I am guessing that the source localization for a regular grid doesn't keep the time series data for the source space. Is there a way that I can work with the time series at the source space for a regular grid?

I'm not sure I understand this.
If you want to extract the scouts time series explicitly before running the connectivity analysis, use the process Extract > Scouts time series.

I was trying to run the connectivity analysis to get the coherence matrix using the following settings

I see that you are using a PCA approach. Make sure you update Brainstorm, as we fixed a major bug recently regarding the computation of the first PCA mode:

Thank you @Francois.

Is there a way to get the source space time series even before we group them into scouts?

The source time series are available directly from the database.

Is this what you are asking for?

Yes. Thank you @Francois.

Another question regarding the connectivity. I was trying to run some envelope correlation for the source signals, but the correlation matrix seems only showing positive correlations. I am wondering how the correlation is calculated? Should there be negative correlations as well?

@Francois. I think I figured out how to display negative correlations.

But another more important question - is there a way that I can run connectivity on timefreq data? I want to perform the following pipeline:
Source localization > hilbert-transform (envelop) on the source timeseries > downsample the envelop signals > run correlation on the downsampled signals > take the mean of the correlation for voxels in each scout.

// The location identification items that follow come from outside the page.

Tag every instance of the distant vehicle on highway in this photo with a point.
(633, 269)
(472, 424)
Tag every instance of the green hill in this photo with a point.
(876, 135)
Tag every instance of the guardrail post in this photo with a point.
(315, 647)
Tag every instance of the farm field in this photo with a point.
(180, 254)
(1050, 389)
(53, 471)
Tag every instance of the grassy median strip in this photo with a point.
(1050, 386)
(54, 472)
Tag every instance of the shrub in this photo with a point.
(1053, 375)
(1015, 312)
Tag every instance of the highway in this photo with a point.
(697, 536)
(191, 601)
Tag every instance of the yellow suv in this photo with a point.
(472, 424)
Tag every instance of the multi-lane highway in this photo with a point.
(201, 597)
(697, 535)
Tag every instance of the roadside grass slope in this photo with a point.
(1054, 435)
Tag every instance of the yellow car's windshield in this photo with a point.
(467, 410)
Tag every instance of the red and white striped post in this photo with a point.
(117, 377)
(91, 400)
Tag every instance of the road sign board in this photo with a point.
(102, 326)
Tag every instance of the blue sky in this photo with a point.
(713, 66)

However, I am stuck in the second step because I cannot run any source analysis on time-freq datatype which is the output of the hilbert-transform. Is there a way to do this operation?

No, but most connectivity metrics include some frequency or time-frequency analysis.
https://neuroimage.usc.edu/brainstorm/Tutorials/Connectivity2

However, I am stuck in the second step because I cannot run any source analysis on time-freq datatype which is the output of the hilbert-transform.

In the line above, you say "Source localization > hilbert-transform (envelop) on the source timeseries". This is correct way of proceeding, and does not require "any source analysis on time-freq datatype" (which is not possible).

If you really want to limit the source estimation to a specific frequency band, then filter all your recordings (including the noise recordings), and then estimate the sources.

For discussing new topics, please create new threads on the forum - this will make it easier to search the forum in the future. Btw, this topic of "source reconstruction of time-frequency decomposition" has been discussed a few times in the past, you can probably find these threads on the forum.

@Francois. Thank you.

Yes, next time I will open new threads for a new topic.

Actually, I think I made a mistake when when I was talking about the pipeline:

However, I am stuck in the second step because I cannot run any source analysis on time-freq datatype which is the output of the hilbert-transform.

I actually wanted to say:

However, I am stuck in the second step because I cannot run any connectivity analysis on time-freq datatype which is the output of the hilbert-transform.

And you already answered that there isn't any way to run connectivity on time-freq data. What I actually wanted to do is to down-sample the hilbert-transformed timeseires to remove autocorrelation, and then see if I can find any correlation structures for the whole brain activity. Potentially I would like to see if I can recover the default network structures that can be found in fMRI.

I think what I can only do is to Compute the hilbert-transform on source signals > Group them into scouts > Export them to matlab, and run my own analysis from there.

I think I got all my questions answered, thank you for all your suggestions. They are very helpful! And I really like Brainstorm. It is a great platform for MEG/EEG analysis particularly for interactive data analysis.